We had occasion to visit two of what Professor Roger Sarty referred to as “treasure chest” museums. These mixed-bag collections of everyday items have always fascinated me. The piles of seemingly mundane objects remind us that these people really did live, and that a war actually did happen. These objects illustrate that people who fought wars carried specific objects to pass time, save lives and drink those rum rations.

We later visited two Commonwealth cemeteries, the first near Hill 62 and the second at Tyne Cot. I found myself spending these visits snapping photos of the personalized messages on those few gravestones of known soldiers. These few (most bore the simple phrase “Known unto God,”) carried messages that acknowledged sacrifice, loss, and most strikingly: love. Rather than view this cemetery as a collection of well-kept white stones, I remembered that we walked over the last resting place of actual people. And this is surely why we study history.
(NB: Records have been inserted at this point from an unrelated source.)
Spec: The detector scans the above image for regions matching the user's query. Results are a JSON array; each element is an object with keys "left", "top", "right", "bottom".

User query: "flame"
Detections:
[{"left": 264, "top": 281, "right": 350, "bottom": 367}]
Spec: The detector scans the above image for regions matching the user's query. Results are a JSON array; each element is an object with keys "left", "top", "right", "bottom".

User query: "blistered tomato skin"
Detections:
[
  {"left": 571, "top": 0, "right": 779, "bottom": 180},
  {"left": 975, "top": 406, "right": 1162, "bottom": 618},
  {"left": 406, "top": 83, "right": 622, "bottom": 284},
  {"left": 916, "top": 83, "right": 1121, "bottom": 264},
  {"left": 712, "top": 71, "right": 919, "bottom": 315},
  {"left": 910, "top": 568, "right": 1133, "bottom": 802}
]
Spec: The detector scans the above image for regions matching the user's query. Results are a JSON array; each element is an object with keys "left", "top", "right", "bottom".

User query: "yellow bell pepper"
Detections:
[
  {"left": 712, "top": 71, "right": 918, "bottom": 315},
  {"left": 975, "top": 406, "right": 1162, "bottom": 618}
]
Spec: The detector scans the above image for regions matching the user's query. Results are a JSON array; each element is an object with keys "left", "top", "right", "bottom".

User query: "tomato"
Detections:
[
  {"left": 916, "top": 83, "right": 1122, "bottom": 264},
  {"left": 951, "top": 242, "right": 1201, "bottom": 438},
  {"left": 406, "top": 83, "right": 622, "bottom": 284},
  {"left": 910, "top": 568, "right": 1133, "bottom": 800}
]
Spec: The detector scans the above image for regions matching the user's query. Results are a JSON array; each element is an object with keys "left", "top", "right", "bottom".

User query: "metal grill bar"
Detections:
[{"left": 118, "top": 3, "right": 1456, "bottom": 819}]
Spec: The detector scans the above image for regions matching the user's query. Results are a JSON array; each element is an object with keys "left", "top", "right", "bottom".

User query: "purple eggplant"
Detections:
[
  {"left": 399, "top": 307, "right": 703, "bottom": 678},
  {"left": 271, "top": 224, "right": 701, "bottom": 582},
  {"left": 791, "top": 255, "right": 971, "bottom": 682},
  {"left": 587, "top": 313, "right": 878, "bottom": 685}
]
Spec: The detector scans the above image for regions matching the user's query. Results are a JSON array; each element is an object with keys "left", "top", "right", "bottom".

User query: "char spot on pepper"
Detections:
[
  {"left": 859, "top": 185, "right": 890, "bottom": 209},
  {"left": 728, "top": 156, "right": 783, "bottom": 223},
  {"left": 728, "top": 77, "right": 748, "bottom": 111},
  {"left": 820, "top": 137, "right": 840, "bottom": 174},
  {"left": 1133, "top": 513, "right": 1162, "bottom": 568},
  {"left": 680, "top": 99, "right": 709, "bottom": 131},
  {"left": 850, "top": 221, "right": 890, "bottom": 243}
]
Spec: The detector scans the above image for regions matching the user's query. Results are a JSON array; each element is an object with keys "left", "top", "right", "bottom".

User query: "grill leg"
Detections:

One was the “Youngest son of Matthew and Hannah Hunt,” a “hero” of “their house.” Another concluded its message with “Love Mum.” One mother declared her son was “Sadly missed,” and “mourned.” A different soldier was buried “far, far from home.”  Of all, a headstone at Hill 62 which bore the simple phrase “Dearly Loved,” left a lump in my throat. Love and family were, and are, what connects us all.

Over the next two weeks of this tour, all members of the group will have occasion to present the biography of a soldier. I chose RCAF crew member Dennis John Quinlan almost at random, after having found a collection of his letters and realizing he was only twenty-two when he died in the Second World War. I scanned over his letters–about twenty between him and his mother spanning a year or so. Again, these letters are filled with, above anything, love.

Dennis’s letters indicate a strong connection to his family at home. He expressed happiness at learning his mother and fiance were spending a great deal of time together. Of this, he stated, “it gives me great peace of mind indeed to know that my two loved ones are together.” In a reply, his mother stated “son how very proud I am of you, and my heart is full of loving thoughts for your safety.” While these letters do not provide much insight on the particulars of Dennis’s life before 1941, they remind the reader that the war consumed actual people who lived real lives.  All of Dennis’s letters to his mother conclude with xoxoxox’s, and “oceans of love”, he referred to his mother as “mums” or “mumsy.” In one of the last letters Dennis’s mother sent, she wrote “Here is a great big hug and kisses galore for my brave boy. May God grant your safe return. 5000 miles of love, Mother.”

While we find ourselves removed from the world wars–we could never hope to know what these soldiers experienced, it is compelling to realize that we really are all the same. In the words of John McCrae, we’ve all loved and been loved.